In the absence of reliable imaging technology, scientists attempt to reconstruct the pattern of intermolecular bonds by using costly and time-consuming models that run on supercomputers.

The main idea of the article is to model supramolecular patterns by space-filling tessellations at  four well separated scales one of which (dubbed Level 4) is visible by STM and another (dubbed Level 1) is the molecule itself. By using purely geometrical reasoning relying on the mean field theory of space-filling mosaics as well as chemical information about the molecule, the team came up with formulae defining lower and upper bounds on the average properties of the intermediate Level 2 where intermolecular bonds play a major role. The established bounds use information from Level 4 (available via STM imaging) and Level 1 (available form molecular chemistry). These formulae, which could be regarded as an enhancement of STM imaging, provide fast and reliable, albeit approximate information on intermolecular bonding patterns. The team also proved that the bounds provided by their formulae are sharp, i.e. they can not be improved and this has also been verified by using experimental data. While the current article discusses the case of hydrogen bonding, the theory can be, in principle, extended to other bonding mechanisms.

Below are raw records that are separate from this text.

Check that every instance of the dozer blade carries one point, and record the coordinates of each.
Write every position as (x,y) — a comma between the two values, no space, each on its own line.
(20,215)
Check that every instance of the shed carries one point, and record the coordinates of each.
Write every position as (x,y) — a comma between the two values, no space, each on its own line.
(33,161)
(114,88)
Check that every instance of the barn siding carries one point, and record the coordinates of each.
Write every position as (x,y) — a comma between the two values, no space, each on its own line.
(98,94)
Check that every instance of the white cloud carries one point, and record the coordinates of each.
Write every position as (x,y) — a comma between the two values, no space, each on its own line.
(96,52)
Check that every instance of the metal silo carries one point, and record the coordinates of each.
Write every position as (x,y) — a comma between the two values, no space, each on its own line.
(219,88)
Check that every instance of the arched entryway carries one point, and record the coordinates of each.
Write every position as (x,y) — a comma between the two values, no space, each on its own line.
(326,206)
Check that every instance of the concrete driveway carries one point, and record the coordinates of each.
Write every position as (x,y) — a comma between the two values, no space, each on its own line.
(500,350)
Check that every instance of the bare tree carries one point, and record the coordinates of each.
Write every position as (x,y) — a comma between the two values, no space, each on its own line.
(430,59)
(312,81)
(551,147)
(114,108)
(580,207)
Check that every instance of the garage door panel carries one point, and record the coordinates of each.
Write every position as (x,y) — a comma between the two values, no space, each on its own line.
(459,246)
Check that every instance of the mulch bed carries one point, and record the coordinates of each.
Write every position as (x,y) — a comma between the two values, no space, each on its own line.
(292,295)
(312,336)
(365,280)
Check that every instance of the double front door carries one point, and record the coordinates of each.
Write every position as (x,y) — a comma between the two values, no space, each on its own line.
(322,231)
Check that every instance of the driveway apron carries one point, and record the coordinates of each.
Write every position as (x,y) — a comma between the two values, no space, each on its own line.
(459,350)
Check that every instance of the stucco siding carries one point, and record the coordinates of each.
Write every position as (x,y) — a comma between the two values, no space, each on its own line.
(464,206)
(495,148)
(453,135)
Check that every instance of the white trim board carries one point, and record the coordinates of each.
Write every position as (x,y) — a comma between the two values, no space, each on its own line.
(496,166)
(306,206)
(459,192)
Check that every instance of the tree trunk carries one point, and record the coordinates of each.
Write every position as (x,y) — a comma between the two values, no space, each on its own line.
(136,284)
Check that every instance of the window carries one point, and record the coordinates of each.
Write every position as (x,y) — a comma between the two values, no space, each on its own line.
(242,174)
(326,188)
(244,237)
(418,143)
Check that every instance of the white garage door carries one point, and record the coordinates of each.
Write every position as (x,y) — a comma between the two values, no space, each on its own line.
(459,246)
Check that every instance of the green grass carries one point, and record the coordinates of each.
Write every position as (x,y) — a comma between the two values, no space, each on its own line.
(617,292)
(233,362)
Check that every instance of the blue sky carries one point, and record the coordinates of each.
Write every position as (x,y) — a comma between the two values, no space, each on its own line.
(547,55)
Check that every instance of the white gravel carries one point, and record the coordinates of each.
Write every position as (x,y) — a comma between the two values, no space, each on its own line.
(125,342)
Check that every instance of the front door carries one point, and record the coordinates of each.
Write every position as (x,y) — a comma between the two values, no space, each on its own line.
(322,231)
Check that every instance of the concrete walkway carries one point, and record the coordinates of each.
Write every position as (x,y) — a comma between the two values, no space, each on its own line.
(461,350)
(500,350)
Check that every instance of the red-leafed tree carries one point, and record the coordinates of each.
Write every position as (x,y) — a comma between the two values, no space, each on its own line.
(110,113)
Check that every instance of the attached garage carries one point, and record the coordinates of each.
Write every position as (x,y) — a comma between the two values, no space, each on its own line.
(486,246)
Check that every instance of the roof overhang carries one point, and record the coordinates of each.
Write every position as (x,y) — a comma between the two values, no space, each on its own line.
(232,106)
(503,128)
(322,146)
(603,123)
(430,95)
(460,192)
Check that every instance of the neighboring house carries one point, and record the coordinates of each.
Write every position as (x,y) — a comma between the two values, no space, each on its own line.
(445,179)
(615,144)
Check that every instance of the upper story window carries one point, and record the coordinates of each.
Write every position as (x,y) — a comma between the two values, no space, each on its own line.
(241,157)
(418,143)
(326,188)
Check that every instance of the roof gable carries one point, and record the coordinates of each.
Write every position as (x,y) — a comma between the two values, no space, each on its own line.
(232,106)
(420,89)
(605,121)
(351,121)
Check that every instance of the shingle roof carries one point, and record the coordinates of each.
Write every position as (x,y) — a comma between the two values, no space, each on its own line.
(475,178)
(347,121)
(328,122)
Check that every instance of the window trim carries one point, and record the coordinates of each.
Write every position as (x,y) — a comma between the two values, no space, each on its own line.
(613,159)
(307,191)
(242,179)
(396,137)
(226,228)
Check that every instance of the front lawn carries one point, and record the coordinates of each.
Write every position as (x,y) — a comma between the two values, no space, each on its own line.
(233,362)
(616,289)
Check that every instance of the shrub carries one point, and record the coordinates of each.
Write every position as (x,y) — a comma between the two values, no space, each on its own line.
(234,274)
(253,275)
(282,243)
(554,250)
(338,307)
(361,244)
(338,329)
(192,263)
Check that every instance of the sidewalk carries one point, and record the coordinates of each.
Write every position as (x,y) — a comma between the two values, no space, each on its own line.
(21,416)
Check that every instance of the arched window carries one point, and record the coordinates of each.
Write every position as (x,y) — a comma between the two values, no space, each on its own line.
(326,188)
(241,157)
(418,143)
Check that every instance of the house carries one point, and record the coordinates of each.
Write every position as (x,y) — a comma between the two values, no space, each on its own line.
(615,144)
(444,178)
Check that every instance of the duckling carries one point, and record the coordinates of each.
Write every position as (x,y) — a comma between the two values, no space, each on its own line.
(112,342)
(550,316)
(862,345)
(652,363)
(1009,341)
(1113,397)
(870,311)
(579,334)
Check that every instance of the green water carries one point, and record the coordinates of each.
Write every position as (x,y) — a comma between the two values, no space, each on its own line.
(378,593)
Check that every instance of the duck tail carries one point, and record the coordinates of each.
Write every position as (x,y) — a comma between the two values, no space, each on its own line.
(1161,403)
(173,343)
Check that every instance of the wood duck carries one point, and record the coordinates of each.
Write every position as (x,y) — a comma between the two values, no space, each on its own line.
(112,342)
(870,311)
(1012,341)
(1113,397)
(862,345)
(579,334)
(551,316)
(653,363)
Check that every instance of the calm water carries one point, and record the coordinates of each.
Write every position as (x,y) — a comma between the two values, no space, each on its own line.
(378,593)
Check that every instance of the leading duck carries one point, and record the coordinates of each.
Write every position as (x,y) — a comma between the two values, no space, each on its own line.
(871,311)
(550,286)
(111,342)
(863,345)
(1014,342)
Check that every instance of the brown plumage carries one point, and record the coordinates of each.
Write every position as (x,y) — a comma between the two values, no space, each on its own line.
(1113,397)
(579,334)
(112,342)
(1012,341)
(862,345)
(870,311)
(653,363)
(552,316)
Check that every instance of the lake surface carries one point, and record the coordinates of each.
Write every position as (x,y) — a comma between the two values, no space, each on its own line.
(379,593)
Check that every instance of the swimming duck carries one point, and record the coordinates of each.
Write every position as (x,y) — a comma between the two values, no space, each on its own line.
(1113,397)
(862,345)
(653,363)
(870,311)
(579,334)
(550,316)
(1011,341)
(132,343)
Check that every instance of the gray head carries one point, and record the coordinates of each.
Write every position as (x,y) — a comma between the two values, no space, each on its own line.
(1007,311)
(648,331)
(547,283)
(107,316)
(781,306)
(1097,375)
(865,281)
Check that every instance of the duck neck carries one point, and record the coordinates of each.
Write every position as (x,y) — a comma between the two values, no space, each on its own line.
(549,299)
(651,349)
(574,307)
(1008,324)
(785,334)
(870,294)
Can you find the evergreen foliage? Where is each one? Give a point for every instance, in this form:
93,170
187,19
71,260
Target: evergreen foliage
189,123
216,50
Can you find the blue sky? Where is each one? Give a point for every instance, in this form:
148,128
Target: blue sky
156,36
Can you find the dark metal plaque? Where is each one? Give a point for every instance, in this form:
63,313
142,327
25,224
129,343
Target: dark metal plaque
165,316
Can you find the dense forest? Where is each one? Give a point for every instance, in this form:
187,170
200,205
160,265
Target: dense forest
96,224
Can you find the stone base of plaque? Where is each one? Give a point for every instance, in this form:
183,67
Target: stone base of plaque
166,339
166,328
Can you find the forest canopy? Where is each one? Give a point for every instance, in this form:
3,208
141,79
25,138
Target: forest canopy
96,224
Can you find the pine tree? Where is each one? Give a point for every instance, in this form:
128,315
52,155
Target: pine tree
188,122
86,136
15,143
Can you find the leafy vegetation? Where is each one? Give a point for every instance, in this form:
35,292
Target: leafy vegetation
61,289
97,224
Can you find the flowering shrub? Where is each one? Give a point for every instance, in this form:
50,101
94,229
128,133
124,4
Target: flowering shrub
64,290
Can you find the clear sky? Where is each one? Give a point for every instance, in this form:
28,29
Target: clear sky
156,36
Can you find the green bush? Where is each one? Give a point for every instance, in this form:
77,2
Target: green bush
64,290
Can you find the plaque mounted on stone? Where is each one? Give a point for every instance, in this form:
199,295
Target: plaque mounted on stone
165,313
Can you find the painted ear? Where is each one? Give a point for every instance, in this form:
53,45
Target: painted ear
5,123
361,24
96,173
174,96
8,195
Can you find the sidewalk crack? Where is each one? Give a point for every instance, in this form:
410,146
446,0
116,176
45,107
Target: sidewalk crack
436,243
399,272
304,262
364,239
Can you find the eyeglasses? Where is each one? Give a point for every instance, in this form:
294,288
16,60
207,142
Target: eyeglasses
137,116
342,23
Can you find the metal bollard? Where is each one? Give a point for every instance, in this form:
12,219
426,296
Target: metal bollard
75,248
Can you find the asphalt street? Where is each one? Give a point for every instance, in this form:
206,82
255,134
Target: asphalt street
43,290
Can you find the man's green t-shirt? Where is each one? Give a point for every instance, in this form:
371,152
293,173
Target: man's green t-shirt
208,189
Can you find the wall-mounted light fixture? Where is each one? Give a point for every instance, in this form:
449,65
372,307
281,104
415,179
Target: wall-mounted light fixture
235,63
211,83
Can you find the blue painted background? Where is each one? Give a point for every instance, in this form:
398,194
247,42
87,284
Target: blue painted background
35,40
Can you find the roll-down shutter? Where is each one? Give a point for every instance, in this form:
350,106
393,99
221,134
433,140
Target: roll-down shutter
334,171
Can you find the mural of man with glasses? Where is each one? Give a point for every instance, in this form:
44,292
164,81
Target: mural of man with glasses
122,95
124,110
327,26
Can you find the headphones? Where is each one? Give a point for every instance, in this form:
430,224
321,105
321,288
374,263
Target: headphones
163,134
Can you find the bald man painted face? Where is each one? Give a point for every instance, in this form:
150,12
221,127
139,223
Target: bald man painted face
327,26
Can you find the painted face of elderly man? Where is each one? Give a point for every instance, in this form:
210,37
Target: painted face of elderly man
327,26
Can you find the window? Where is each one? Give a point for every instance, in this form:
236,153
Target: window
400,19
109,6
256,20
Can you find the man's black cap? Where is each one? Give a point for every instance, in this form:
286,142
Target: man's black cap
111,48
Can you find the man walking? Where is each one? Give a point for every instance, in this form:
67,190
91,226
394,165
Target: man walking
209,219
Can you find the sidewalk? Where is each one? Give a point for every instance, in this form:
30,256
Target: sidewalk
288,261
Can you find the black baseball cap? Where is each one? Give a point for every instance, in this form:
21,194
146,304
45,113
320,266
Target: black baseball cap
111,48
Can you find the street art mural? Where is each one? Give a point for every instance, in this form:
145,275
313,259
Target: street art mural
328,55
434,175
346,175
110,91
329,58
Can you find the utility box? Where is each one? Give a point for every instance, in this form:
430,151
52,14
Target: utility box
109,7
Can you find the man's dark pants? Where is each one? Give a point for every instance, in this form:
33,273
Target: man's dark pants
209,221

The lead author of the study is Krisztina Regős, research associate at the ELKH-BME MRG and first year graduate student at MGM, BME. Krisztina earned the Hauszmann Prize at BME for her diploma work on space filling patterns serving as geometric models. In 2021 she was awarded the Dennis Gabor Student Fellowship, as well as the audience award at the FAMELAB finals in Hungary, and her PhD studies are supported by the Albrecht Science Fellowship.

Link to the study:

About the Morphodynamics Research Group of ELKH and BME

A central topic of the ELKH-BME MRG research group is geometric modeling of natural phenomena using space-filling patterns. One of their recent articles, published also in PNAS and linking fracture patterns to the ideas of Plato and the Gömböc was selected by Science Magazine as one of the 10 most interesting papers of the year 2020. Another central topic of the group is geophysical particle shape evolution by attrition. When the first interstellar object, dubbed ’Ouamuamua was spotted in the Solar

System its hugely elongated shape was detected. Astrophysicists from Harvard speculated that it may be a spaceship, however, the American Astronomical Society published a research note authored by scientists from ELKH-BME MRG claiming that the strange shape is due to natural attrition. The article was the most read note on the AAS website for several months.